The Canadian Halifax HR871 dived off the coast of Falsterbo in southern Sweden in 1943 when bad weather forced its seven-man crew to abandon the aircraft.
It made global headlines again after the wreckage was discovered four years ago. Since then divers from the Swedish Coast and Sea Center (SCSC), Lund University researchers and members of the Canadian Halifax 57 Rescue group, have been hard at work examining the seabed for more traces of the plane.
“Right now we're mapping out the area and taking pictures of it. After that we're going to try to uncover all the parts. Most of them are probably still covered by sand dunes so there's a big chance we'll find even more,” Jan Christensen, an underwater photographer and member of the SCSC, told The Local.
“We hope to salvage it at some point this summer or early autumn, but the weather is a very important factor and can be unstable, so it depends,” he said.
INTERVIEW: Veteran tells of Halifax WW2 crash in Sweden
Another Halifax aircraft from 1943 not related to the story. Photo: AP/TT
Almost 11,000 Canadians were killed carrying out around 28,000 Halifax bomber raids during the Second World War. After the war ended, the planes were all destroyed and melted down to be used for construction. Only one has been recreated in Canada, using parts from other crashed aircraft in Norway and Belgium.
Financed through donations, the Bomber Museum Command of Canada now hopes to use the parts to be salvaged in Sweden to build a second replica of one of the world's most iconic bomber planes. It received permission from the Swedish government earlier this year to carry out the recovery operation.

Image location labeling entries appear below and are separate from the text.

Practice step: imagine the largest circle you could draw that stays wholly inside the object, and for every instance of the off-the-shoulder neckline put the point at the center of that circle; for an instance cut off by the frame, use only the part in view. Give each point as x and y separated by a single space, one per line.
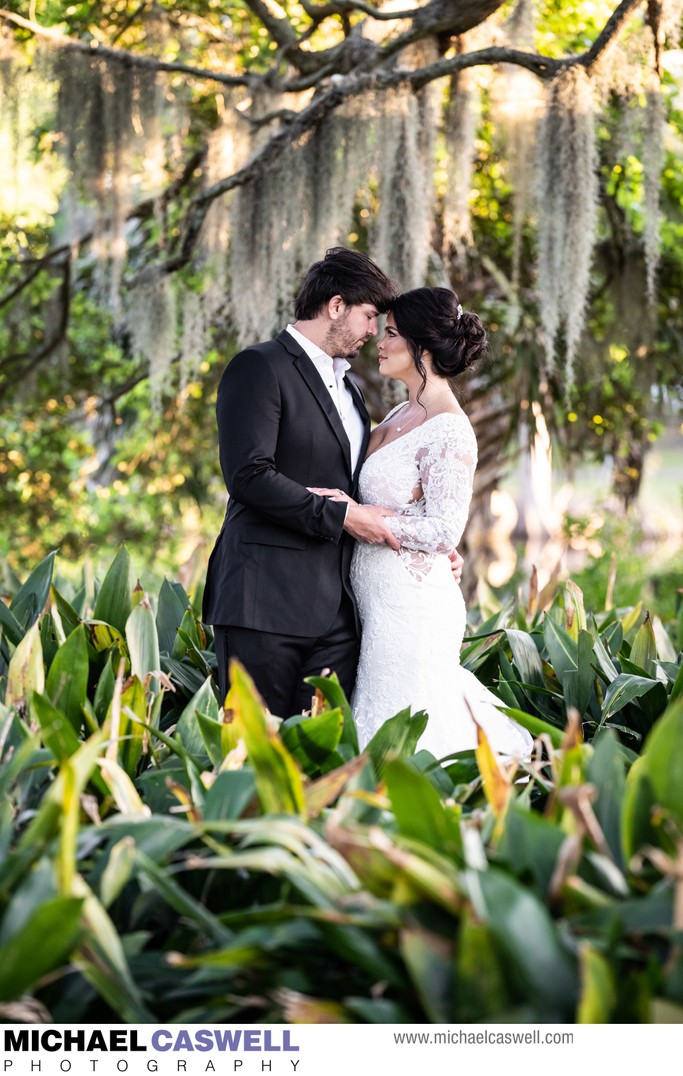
442 414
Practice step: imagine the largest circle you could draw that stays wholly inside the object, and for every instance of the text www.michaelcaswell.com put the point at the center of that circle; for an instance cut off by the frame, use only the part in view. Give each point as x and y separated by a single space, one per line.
461 1037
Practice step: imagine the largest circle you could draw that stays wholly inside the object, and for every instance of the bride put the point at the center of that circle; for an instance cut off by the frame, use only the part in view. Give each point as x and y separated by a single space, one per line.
421 465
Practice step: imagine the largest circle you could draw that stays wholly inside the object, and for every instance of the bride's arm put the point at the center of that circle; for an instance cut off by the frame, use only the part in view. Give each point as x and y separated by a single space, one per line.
446 473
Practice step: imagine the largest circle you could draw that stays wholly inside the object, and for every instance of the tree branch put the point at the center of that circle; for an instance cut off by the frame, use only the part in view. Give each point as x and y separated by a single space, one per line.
122 55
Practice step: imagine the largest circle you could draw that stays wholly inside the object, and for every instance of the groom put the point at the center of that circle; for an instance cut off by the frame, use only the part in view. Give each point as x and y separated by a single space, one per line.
278 591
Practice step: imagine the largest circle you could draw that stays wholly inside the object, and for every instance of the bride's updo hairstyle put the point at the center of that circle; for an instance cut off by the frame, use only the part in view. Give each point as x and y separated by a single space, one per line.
431 319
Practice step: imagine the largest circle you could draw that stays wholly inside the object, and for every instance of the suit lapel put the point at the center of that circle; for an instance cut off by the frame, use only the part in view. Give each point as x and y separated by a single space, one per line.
315 383
360 407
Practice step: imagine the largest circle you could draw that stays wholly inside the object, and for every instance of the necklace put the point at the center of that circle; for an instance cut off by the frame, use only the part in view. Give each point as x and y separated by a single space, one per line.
404 423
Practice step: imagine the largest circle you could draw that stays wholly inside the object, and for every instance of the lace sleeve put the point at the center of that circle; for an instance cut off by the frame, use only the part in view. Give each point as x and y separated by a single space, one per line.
435 520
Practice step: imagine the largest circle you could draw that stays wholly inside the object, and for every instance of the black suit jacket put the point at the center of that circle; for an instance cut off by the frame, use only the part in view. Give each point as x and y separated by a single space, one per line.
282 556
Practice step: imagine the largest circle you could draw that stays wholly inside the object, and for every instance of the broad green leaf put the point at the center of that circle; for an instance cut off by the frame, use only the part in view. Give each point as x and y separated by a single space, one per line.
104 637
56 730
429 962
526 656
602 656
68 678
124 792
143 645
26 673
202 702
44 825
666 650
585 679
43 944
230 794
170 612
482 986
561 650
189 634
313 740
104 691
31 597
606 770
114 600
525 932
68 616
118 871
598 988
530 845
101 960
575 610
643 650
182 902
333 694
624 690
663 761
630 619
322 792
278 779
10 625
417 808
536 725
396 738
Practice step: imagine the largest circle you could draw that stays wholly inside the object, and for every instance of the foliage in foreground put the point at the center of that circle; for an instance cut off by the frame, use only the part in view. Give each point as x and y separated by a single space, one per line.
183 863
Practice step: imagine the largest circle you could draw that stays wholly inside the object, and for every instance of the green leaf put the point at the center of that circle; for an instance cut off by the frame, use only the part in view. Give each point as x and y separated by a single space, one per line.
643 651
430 964
397 738
10 625
56 928
601 653
598 996
607 770
114 602
26 673
313 741
536 725
526 656
525 932
30 599
573 605
561 650
170 612
143 645
418 810
188 727
624 690
663 761
333 693
585 679
278 779
68 678
229 795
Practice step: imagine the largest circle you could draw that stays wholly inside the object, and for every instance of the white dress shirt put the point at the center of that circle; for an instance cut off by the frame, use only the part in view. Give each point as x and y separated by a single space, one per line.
332 370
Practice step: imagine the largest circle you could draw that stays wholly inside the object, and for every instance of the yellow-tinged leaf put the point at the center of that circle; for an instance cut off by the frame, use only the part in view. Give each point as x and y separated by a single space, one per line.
574 595
279 781
495 779
26 673
124 791
631 618
644 648
598 989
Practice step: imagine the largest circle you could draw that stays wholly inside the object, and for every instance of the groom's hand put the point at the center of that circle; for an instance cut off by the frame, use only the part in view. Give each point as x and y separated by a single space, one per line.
368 523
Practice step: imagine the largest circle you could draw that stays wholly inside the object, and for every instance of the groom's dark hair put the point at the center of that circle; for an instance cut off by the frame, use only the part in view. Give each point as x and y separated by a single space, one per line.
349 273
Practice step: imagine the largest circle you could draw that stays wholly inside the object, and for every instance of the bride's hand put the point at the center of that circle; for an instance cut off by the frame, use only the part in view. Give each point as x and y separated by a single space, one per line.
332 494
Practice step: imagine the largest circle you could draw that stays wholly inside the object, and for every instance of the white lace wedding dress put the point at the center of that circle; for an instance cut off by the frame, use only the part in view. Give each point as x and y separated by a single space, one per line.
411 608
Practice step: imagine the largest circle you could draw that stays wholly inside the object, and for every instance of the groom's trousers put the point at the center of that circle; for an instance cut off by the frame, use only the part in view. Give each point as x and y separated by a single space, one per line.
279 663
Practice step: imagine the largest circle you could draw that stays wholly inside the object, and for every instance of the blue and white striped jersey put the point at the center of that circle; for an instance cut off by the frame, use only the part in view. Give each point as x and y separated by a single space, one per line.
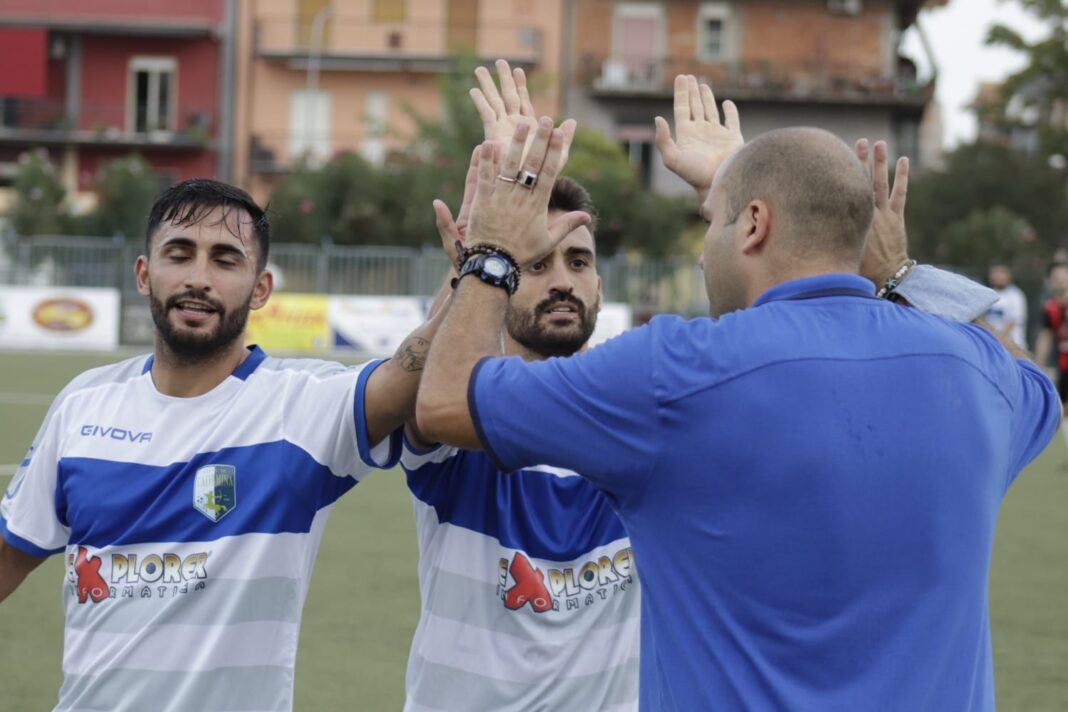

“There's been a lot of stories written about this in Canadian media, there's a lot of interest,” said Christensen, who has been down to take pictures of the wreckage and is pleased to see the project come to fruition.
“It's really exciting. It's great that we're allowed to dig through history like this,” he said.
The Halifax was struck by lightning on a mission in Nazi Germany on August 3rd, 1943, and lost two of its four engines. It went down in the sea off Falsterbo after the seven-man strong crew, who all survived, decided to steer the plane north and ditch it in neutral Sweden.
One of the soldiers on board, who famously crashed into a cow when he landed in a field in Skåne county, told The Local in 2012 about his memories from the night of the crash.
“The prospect of ditching in the North Sea or being attacked by a night fighter were not worth considering, being unable to avoid with any evasive action,” veteran John Alwyn Phillips explained at the time. “So with varying degrees of enthusiasm it was generally decided to at least make an attempt at reaching Sweden.”